Record Evidence Requires Affirmance
We find no merit to Noel–Liszkiewicz's claims on appeal. After a careful review of the record, it is clear that the Board applied the legally appropriate standard in determining that Noel–Liszkiewicz had not proven by a preponderance of evidence that her respiratory problems were caused by her work environment. The Board cited to specific relevant reasons for accepting the opinion of Dr. Curtis on the issue of causation over the opinion of the other experts. It was within the Board's authority to conclude that Dr. Curtis was more persuasive based on the substantial evidence in the record. Moreover, we find no error in the Superior Court's refusal to address Noel–Liszkiewicz's additional evidence on appeal because the evidence had not been fairly presented to and considered by the Board in the first instance.7
The judgment of the Superior Court is affirmed.
1. Noel–Liszkiewicz also presented two former co-workers as witnesses who confirmed the description of their work area as “dirty” and who also confirmed experiencing similar symptoms.
2. Stoltz Mgmt.
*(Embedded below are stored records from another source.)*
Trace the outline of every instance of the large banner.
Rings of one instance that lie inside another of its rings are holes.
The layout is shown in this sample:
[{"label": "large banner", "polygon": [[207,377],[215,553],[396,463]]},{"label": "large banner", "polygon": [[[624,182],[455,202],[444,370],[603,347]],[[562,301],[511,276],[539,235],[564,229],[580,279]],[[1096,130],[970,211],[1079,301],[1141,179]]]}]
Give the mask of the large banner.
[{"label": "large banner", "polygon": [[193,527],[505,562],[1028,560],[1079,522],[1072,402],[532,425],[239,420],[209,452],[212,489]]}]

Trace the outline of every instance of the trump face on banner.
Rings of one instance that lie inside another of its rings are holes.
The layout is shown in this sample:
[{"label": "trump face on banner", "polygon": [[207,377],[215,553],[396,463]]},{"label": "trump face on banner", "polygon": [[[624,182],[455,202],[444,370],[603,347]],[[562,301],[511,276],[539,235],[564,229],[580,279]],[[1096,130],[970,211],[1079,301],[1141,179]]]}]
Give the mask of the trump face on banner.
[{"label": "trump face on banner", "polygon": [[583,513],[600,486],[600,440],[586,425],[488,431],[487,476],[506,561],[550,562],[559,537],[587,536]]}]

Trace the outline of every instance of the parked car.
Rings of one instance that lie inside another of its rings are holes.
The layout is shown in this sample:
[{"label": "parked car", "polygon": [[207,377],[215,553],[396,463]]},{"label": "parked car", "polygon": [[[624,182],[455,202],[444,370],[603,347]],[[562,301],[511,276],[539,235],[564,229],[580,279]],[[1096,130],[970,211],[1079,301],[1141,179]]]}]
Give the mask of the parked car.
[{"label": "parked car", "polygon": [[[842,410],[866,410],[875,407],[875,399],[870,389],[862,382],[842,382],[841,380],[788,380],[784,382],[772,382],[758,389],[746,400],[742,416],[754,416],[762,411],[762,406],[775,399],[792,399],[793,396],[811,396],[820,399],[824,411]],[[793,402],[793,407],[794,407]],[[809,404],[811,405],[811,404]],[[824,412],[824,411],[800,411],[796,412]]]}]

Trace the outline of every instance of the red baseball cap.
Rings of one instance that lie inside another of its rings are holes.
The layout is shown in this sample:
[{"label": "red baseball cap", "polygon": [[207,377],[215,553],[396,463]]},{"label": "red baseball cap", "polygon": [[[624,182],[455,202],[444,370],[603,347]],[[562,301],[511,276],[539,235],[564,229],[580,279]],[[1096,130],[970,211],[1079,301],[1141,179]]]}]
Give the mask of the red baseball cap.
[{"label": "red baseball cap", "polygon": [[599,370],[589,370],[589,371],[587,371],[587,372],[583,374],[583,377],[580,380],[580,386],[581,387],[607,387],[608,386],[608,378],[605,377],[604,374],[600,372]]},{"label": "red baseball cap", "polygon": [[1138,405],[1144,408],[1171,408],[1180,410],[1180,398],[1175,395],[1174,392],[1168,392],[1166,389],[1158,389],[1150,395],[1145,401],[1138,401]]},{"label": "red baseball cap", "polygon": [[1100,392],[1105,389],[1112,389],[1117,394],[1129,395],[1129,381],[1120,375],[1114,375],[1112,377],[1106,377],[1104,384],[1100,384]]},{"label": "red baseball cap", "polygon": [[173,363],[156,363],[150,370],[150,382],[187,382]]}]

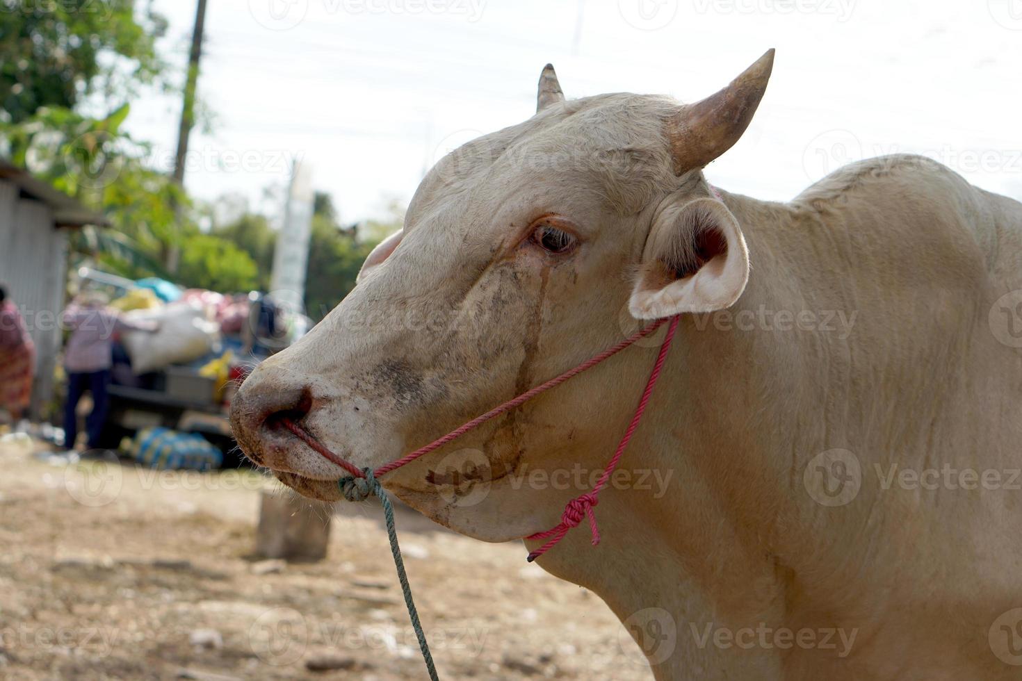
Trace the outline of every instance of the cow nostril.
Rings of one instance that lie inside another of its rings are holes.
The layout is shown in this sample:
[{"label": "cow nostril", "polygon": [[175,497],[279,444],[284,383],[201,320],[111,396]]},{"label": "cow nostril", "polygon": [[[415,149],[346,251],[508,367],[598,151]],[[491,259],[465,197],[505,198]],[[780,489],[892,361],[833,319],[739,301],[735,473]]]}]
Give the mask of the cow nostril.
[{"label": "cow nostril", "polygon": [[263,420],[263,428],[269,431],[276,431],[284,428],[285,421],[291,421],[295,424],[301,423],[301,420],[309,415],[312,407],[312,394],[308,389],[305,389],[297,396],[297,401],[294,404],[266,415],[266,418]]}]

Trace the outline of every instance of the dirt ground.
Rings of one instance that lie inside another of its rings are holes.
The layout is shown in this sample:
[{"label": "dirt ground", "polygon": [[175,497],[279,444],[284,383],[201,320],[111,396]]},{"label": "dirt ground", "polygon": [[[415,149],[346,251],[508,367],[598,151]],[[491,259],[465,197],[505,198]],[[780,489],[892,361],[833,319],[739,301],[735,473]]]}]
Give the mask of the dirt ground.
[{"label": "dirt ground", "polygon": [[[338,507],[326,561],[258,562],[276,481],[35,449],[0,443],[0,678],[425,678],[377,504]],[[407,509],[398,528],[442,678],[651,678],[606,605],[520,544]]]}]

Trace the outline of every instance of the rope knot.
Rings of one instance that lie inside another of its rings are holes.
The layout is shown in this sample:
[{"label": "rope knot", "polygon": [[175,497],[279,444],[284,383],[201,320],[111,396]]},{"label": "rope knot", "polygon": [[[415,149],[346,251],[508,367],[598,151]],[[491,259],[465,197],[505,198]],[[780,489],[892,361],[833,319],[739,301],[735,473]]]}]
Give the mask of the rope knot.
[{"label": "rope knot", "polygon": [[592,494],[583,494],[567,502],[564,513],[561,515],[561,523],[565,527],[578,527],[583,518],[593,516],[593,506],[600,502],[600,499]]},{"label": "rope knot", "polygon": [[373,478],[372,469],[363,469],[363,473],[366,474],[365,478],[341,478],[337,481],[337,485],[340,487],[340,493],[344,495],[344,498],[349,501],[364,501],[369,498],[369,496],[376,491],[376,479]]}]

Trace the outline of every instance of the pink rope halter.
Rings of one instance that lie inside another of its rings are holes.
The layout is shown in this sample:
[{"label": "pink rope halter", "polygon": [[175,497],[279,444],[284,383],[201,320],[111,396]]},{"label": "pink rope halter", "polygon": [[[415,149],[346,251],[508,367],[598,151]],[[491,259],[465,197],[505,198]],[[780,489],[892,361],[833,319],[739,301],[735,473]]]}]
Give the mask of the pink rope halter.
[{"label": "pink rope halter", "polygon": [[[616,345],[613,345],[604,350],[603,352],[600,352],[599,354],[587,359],[577,367],[569,369],[560,376],[552,378],[546,383],[542,383],[536,386],[535,388],[531,388],[523,392],[517,397],[514,397],[513,399],[509,399],[508,401],[504,402],[499,406],[495,406],[485,414],[478,416],[475,419],[472,419],[471,421],[469,421],[466,424],[463,424],[462,426],[459,426],[458,428],[451,431],[444,437],[437,438],[436,440],[433,440],[429,444],[419,447],[415,451],[408,453],[405,456],[402,456],[398,460],[391,461],[389,464],[384,464],[383,466],[373,471],[373,477],[377,478],[383,475],[384,473],[389,473],[390,471],[400,469],[402,466],[405,466],[406,464],[411,464],[420,456],[424,456],[425,454],[428,454],[434,449],[443,447],[448,442],[451,442],[452,440],[461,437],[468,431],[490,421],[491,419],[494,419],[504,414],[505,411],[509,411],[515,408],[516,406],[519,406],[522,403],[532,399],[537,395],[544,393],[550,390],[551,388],[556,388],[557,386],[564,383],[568,379],[577,376],[578,374],[582,374],[583,372],[592,369],[593,367],[596,367],[597,364],[606,359],[609,359],[610,357],[614,356],[615,354],[617,354],[624,348],[629,347],[630,345],[633,345],[637,341],[645,338],[646,336],[649,336],[657,329],[659,329],[664,323],[669,323],[667,327],[667,335],[664,337],[663,343],[660,344],[660,351],[656,356],[656,362],[654,362],[653,370],[650,372],[649,380],[646,381],[646,388],[642,392],[642,397],[640,397],[639,399],[638,406],[636,406],[635,414],[632,417],[632,422],[629,424],[628,429],[624,431],[624,435],[621,436],[620,441],[617,443],[617,448],[614,450],[614,454],[607,461],[607,466],[603,470],[603,475],[600,476],[600,479],[597,481],[596,485],[593,486],[592,490],[568,501],[567,505],[564,507],[564,513],[561,515],[561,522],[559,524],[544,532],[538,532],[536,534],[531,534],[525,537],[526,539],[549,539],[547,543],[543,544],[543,546],[541,546],[540,548],[536,549],[535,551],[528,554],[527,561],[531,563],[539,556],[549,551],[555,545],[557,545],[557,543],[564,538],[564,535],[568,533],[568,530],[570,530],[573,527],[577,527],[582,523],[584,518],[588,518],[590,530],[593,533],[593,545],[594,546],[597,545],[598,543],[600,543],[600,531],[596,525],[596,516],[593,515],[593,506],[599,503],[600,490],[604,488],[604,486],[607,484],[607,481],[610,479],[611,474],[613,474],[614,469],[617,468],[617,464],[621,459],[621,455],[624,453],[624,449],[629,446],[629,442],[632,440],[632,436],[635,434],[636,428],[639,427],[639,422],[642,421],[643,412],[646,410],[646,405],[649,403],[650,395],[653,393],[653,387],[656,385],[657,379],[659,379],[660,377],[660,371],[663,369],[663,361],[667,356],[667,350],[670,349],[670,343],[675,339],[675,331],[678,329],[678,322],[680,319],[681,319],[680,317],[675,315],[667,319],[656,320],[655,322],[649,324],[641,331],[636,332],[635,334],[629,336],[624,340],[618,342]],[[325,447],[322,443],[320,443],[319,440],[310,435],[308,431],[306,431],[304,428],[295,424],[290,419],[285,419],[283,421],[283,425],[289,431],[291,431],[291,433],[293,433],[296,437],[303,440],[311,448],[319,452],[327,460],[336,464],[340,468],[351,473],[352,476],[356,478],[366,477],[365,473],[361,471],[357,466],[342,458],[341,456],[338,456],[334,452],[330,451],[330,449]]]}]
Co. v. Consumer Affairs Bd., 616 A.2d 1205, 1208 (Del.1992).
3. Streett v. State, 669 A.2d 9, 11 (Del.1995) (quoting Olney v. Cooch, 425 A.2d 610, 614 (Del.1981)).
4. Breeding v. Contractors–One–Inc., 549 A.2d 1102, 1104 (Del.1988).
5. Id. at 1106.
6. Johnson v. Chrysler Corp., 213 A.2d 64, 67 (Del.1965).
7. See Del.Super. Ct. Civ. R. 72(g) (appeals from administrative tribunals are to be decided on the basis of the record of the proceedings before the tribunal).